There’ll be three late-night offerings--well, 10 p.m., not too late--on March 4, 11 and 18, consisting of excerpts from the early television writing and performing of Woody Allen. One of the pleasures is a Kraft Theater Music Hall special called “Woody Allen Looks at 1967.”

The present-day series to be honored are equally interesting, and range from “The Wonder Years” (March 4) to “Family Ties” (March 22). Michael J. Fox and most of the other principals will be present, along with creator Gary David Goldberg, for that evening.

Producer Stephen J. Cannell will host an evening with “Wiseguy” on March 11. All the Golden Girls are scheduled to attend an evening devoted to their show on March 15. Garry Shandling will present two episodes of his show the next evening (Mar. 16), and Candice Bergen and a large number of the creators and co-stars of “Murphy Brown” will appear on March 21. It’s the newest of the television offerings to be honored.

The Museum of Broadcasting has become an important and accessible archive of the radio and television past.
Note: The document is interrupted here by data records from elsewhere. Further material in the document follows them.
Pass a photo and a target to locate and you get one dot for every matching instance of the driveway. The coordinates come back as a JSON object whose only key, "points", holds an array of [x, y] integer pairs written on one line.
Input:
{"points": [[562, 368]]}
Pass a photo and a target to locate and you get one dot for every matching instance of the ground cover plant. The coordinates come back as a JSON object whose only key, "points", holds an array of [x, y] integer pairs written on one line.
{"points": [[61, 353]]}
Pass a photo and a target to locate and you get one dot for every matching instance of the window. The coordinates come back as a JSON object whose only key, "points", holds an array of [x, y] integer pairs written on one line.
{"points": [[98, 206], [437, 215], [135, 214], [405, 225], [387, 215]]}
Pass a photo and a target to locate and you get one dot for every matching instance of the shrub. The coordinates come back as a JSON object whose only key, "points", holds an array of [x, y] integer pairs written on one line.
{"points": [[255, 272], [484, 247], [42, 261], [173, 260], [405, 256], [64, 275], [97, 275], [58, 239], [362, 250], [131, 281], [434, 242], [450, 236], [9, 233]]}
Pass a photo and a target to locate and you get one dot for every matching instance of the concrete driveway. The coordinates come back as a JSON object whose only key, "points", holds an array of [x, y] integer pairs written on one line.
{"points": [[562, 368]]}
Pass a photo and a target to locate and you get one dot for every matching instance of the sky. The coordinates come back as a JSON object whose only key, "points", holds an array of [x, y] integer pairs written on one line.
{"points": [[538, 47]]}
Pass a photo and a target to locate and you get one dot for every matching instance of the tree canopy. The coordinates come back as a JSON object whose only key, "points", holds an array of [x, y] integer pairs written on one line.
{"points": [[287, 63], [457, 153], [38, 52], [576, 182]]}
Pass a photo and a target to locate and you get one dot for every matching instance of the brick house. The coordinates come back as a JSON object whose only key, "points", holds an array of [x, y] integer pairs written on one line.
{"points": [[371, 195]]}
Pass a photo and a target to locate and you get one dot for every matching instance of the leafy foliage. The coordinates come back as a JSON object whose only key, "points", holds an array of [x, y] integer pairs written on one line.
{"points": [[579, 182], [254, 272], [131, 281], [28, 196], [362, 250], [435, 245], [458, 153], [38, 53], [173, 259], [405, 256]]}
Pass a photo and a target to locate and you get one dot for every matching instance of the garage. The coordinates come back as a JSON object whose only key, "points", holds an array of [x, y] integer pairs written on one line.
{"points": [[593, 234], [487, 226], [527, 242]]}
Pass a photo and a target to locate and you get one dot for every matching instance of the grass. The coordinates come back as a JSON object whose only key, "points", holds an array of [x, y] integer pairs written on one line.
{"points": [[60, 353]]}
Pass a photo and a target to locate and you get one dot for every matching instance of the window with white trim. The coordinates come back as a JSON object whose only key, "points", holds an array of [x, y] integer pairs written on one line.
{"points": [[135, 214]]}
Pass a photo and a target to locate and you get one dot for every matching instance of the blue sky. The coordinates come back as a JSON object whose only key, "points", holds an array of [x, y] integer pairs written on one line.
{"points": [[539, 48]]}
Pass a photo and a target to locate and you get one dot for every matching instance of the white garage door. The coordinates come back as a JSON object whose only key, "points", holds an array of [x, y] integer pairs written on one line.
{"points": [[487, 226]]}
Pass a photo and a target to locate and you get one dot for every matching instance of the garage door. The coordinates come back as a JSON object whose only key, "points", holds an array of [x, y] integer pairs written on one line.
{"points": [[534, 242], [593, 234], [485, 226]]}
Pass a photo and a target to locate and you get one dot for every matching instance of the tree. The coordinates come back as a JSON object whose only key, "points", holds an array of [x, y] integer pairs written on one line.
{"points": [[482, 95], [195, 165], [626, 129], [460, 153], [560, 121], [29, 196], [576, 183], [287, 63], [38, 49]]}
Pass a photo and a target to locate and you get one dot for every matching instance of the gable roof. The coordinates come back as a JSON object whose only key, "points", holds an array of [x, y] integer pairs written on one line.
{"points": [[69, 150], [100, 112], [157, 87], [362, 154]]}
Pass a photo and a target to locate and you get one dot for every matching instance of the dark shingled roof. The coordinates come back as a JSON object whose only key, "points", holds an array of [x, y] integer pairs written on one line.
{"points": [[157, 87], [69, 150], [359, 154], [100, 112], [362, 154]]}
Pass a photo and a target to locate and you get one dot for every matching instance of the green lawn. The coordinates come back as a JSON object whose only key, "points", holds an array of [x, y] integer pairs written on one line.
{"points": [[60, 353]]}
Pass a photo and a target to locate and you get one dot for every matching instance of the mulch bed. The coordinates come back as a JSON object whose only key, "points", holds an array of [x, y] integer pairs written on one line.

What it does at its year-round presentations in New York and at the festival here is offer reminders that there were always a goodly number of oases in the wasteland, and that, like any art form, television has gained subtlety, sophistication and strength as time has passed.

What is also true to say is that the museum rescues television from the curse of its own terrible transience. Out of sight is not out of mind and, for another evening at least, the delights are back in sight.